The record here barely falls short of establishing an express oral agreement for the services at issue. However, it does appear from the record that the conservator was aware of the services being rendered by appellant, that they were accepted and that they benefited the estate. This is not contested and raises the question of whether appellant is entitled to compensation on a quantum meruit basis. See Dierickx v. Wisehart, 195 So.2d 614 (Fla.3d Dist.Ct.App. 1967). Generally, quantum meruit is used where the plaintiff has performed useful services for the defendant. Warner Corp. v. Magazine Realty Co., D.C.App., 255 A.2d 479 (1969). If necessary services are rendered with or without the request of the conservator, and without prior court approval, but with the knowledge of the conservator, which in some way benefit the estate, recovery may be allowed for the reasonable value of the services rendered. It is clear that if the services are rendered freely with no expectation of payment, or rendered officiously, quantum meruit is to be denied. Dobbs, Remedies, § 4.2 at 237 (1973). See Bloomgarden v. Coyer, 156 U.S.App.D.C. 109, 479 F.2d 201 (1973).

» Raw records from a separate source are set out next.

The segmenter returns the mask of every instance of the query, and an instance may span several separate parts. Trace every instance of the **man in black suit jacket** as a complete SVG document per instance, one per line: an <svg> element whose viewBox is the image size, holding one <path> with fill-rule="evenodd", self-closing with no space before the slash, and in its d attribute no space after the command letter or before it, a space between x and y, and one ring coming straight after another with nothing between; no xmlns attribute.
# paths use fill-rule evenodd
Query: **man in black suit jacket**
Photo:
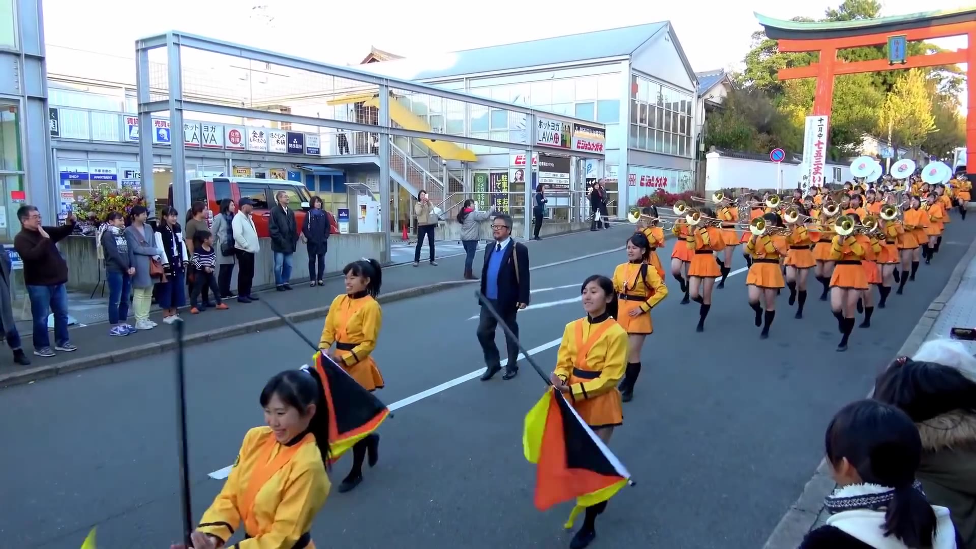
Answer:
<svg viewBox="0 0 976 549"><path fill-rule="evenodd" d="M484 266L481 268L481 293L495 307L511 332L518 336L515 315L529 304L529 250L525 244L511 239L511 218L500 214L492 221L495 241L485 249ZM485 369L481 381L491 379L502 369L502 359L495 346L495 328L498 320L481 306L478 318L478 343L484 352ZM518 374L518 347L506 334L508 363L502 379L511 379Z"/></svg>

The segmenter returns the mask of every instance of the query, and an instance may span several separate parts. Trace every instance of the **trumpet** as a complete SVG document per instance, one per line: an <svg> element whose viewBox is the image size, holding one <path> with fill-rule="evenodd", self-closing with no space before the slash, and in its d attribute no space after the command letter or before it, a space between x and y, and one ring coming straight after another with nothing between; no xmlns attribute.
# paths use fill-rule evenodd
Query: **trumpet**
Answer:
<svg viewBox="0 0 976 549"><path fill-rule="evenodd" d="M793 231L790 229L769 225L769 223L761 217L753 219L749 224L749 232L755 236L763 236L765 234L780 234L782 236L789 236L790 234L793 234Z"/></svg>

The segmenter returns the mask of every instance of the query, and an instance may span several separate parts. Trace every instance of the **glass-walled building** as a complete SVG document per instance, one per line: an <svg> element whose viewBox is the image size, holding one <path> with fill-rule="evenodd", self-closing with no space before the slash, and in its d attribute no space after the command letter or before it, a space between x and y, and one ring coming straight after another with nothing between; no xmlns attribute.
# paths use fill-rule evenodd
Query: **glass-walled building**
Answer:
<svg viewBox="0 0 976 549"><path fill-rule="evenodd" d="M670 22L370 63L362 68L606 124L605 164L588 162L587 178L605 177L615 206L635 204L659 189L677 192L693 186L700 125L695 120L697 79ZM525 131L524 118L507 112L445 112L435 105L405 101L434 131L445 134L491 138ZM423 148L412 147L411 153L423 158ZM524 168L523 155L508 149L472 150L478 160L468 166L466 181Z"/></svg>

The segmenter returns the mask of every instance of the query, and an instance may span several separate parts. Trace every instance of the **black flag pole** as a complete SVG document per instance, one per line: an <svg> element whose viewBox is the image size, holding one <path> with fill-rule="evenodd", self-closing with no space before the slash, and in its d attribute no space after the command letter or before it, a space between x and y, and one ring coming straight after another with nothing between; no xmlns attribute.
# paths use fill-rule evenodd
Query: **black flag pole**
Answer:
<svg viewBox="0 0 976 549"><path fill-rule="evenodd" d="M174 322L177 332L177 449L180 452L180 506L183 517L183 536L187 547L189 534L193 531L193 516L189 499L189 475L186 463L189 461L186 448L186 352L183 342L185 326L183 320Z"/></svg>
<svg viewBox="0 0 976 549"><path fill-rule="evenodd" d="M529 352L524 347L522 347L522 342L518 341L518 337L511 331L511 328L508 327L508 324L507 324L505 319L502 318L502 316L498 314L498 311L495 310L495 306L492 305L490 301L488 301L488 298L485 297L485 295L481 293L480 290L475 290L474 296L477 297L478 301L481 302L481 306L487 309L488 313L491 313L491 316L494 317L495 319L498 321L498 325L502 326L502 329L505 331L505 335L511 338L511 340L515 342L515 347L518 348L518 351L522 354L522 356L525 357L525 359L528 360L529 364L531 364L532 367L536 370L536 373L539 374L539 377L546 380L547 384L552 385L552 382L549 380L549 376L546 375L546 371L543 370L541 367L539 367L539 364L537 364L535 359L532 359L532 355L529 355ZM510 360L511 359L509 358L508 359Z"/></svg>

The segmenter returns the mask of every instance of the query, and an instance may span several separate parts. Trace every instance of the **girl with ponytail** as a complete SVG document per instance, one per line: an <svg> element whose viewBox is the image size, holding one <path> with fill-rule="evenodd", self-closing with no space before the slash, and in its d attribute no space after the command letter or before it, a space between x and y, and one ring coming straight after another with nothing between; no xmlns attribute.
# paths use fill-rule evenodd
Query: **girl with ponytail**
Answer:
<svg viewBox="0 0 976 549"><path fill-rule="evenodd" d="M261 547L312 546L311 523L331 487L321 380L312 369L285 370L267 381L260 401L267 426L244 436L221 493L190 535L193 549L226 545L242 524L244 537Z"/></svg>
<svg viewBox="0 0 976 549"><path fill-rule="evenodd" d="M930 505L915 481L921 439L895 406L858 401L834 416L825 438L839 487L827 524L800 549L956 549L949 509Z"/></svg>
<svg viewBox="0 0 976 549"><path fill-rule="evenodd" d="M372 356L383 325L383 311L376 301L383 281L380 262L353 261L343 269L343 274L346 293L337 296L329 306L318 348L367 391L383 389L383 374ZM379 451L380 436L376 433L352 446L352 469L339 485L340 493L359 486L363 481L363 460L369 454L369 466L373 467L380 459Z"/></svg>

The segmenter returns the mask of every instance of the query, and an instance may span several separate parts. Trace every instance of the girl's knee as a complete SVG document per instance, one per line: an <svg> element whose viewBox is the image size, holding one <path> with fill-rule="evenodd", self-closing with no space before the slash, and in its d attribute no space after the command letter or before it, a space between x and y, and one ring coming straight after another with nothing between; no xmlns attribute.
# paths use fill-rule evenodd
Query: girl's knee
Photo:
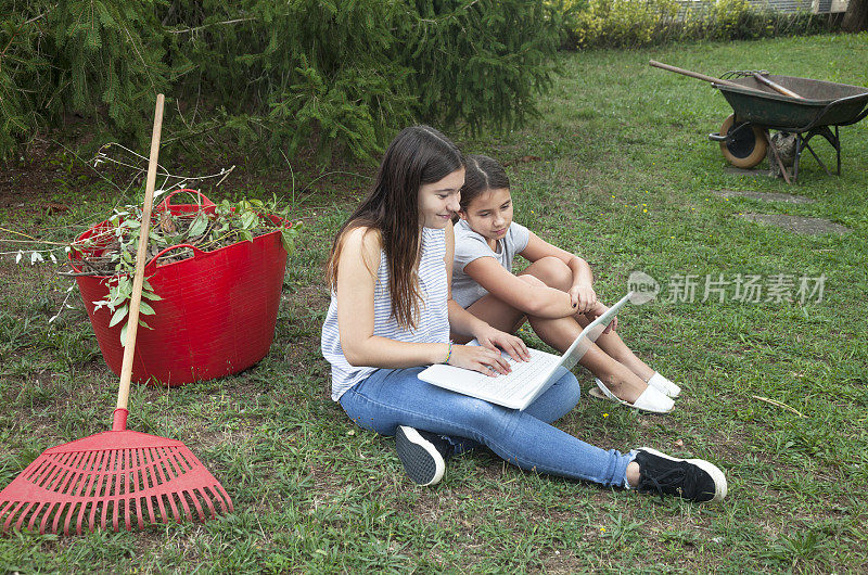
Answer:
<svg viewBox="0 0 868 575"><path fill-rule="evenodd" d="M498 435L516 413L514 410L482 399L469 401L463 407L464 423L481 437Z"/></svg>
<svg viewBox="0 0 868 575"><path fill-rule="evenodd" d="M532 276L556 290L566 291L573 283L573 271L554 256L546 256L537 259L522 272L524 276Z"/></svg>
<svg viewBox="0 0 868 575"><path fill-rule="evenodd" d="M531 276L529 273L525 276L519 276L519 279L522 280L524 283L533 285L534 288L545 288L546 282L537 278L536 276Z"/></svg>

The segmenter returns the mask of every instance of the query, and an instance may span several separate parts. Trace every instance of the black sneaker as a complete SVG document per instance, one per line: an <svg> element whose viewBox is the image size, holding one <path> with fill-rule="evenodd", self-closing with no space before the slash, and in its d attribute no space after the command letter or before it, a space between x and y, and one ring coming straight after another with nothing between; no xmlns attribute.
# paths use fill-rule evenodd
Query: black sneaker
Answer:
<svg viewBox="0 0 868 575"><path fill-rule="evenodd" d="M395 448L404 471L419 485L436 485L446 472L451 453L449 442L439 435L407 425L398 425Z"/></svg>
<svg viewBox="0 0 868 575"><path fill-rule="evenodd" d="M674 495L700 503L726 497L724 472L704 459L677 459L640 447L635 461L639 464L637 491Z"/></svg>

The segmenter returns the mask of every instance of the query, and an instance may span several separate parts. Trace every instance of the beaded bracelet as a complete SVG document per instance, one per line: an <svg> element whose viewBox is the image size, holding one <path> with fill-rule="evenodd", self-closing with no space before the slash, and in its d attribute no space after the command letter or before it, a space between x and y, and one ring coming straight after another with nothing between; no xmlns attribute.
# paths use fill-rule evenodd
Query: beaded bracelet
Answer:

The essential elements for recovery under quantum meruit are: (1) valuable services being rendered; (2) for the person sought to be charged; (3) which services were accepted by the person sought to be charged, used and enjoyed by him or her; and (4) under such circumstances as reasonably notified the person sought to be charged that the plaintiff, in performing such services, expected to be paid by him or her. Montes v. Naismith Trevino Const. Co., 459 S.W.2d 691, 694 (Tex.Civ.App. 1970). The record reflects that each of these requirements has been met.
We find that based upon the uncontested pleadings and the record below, substantial benefit inured to the estate of the ward from the performance of legal services by appellant which supplies the element of unjust enrichment necessary for the application of quantum meruit. Accordingly, we conclude that it would be unjust to allow the ward's estate to benefit from the use of appellant's services under the circumstances without paying for them.
We hold that appellant is entitled to a reasonable fee from the conservatorship for the reasonable value of the legal services rendered on a theory of quantum meruit. Since the trial court did not consider the reasonableness of the fee, we remand the case with instructions to determine what figure it should set as the value of appellant's services to the estate. The court in determining reasonable value should consider the nature of the services for difficulty and complexity, the value of the property involved, and the fact that the six other heirs-at-law have paid their percentage shares of the fee charged by appellant. The amount approved should be commensurate with the value of such services in the local market, but not to exceed the amount of the fee requested.
Reversed and remanded with instructions for further proceedings in accordance with this opinion.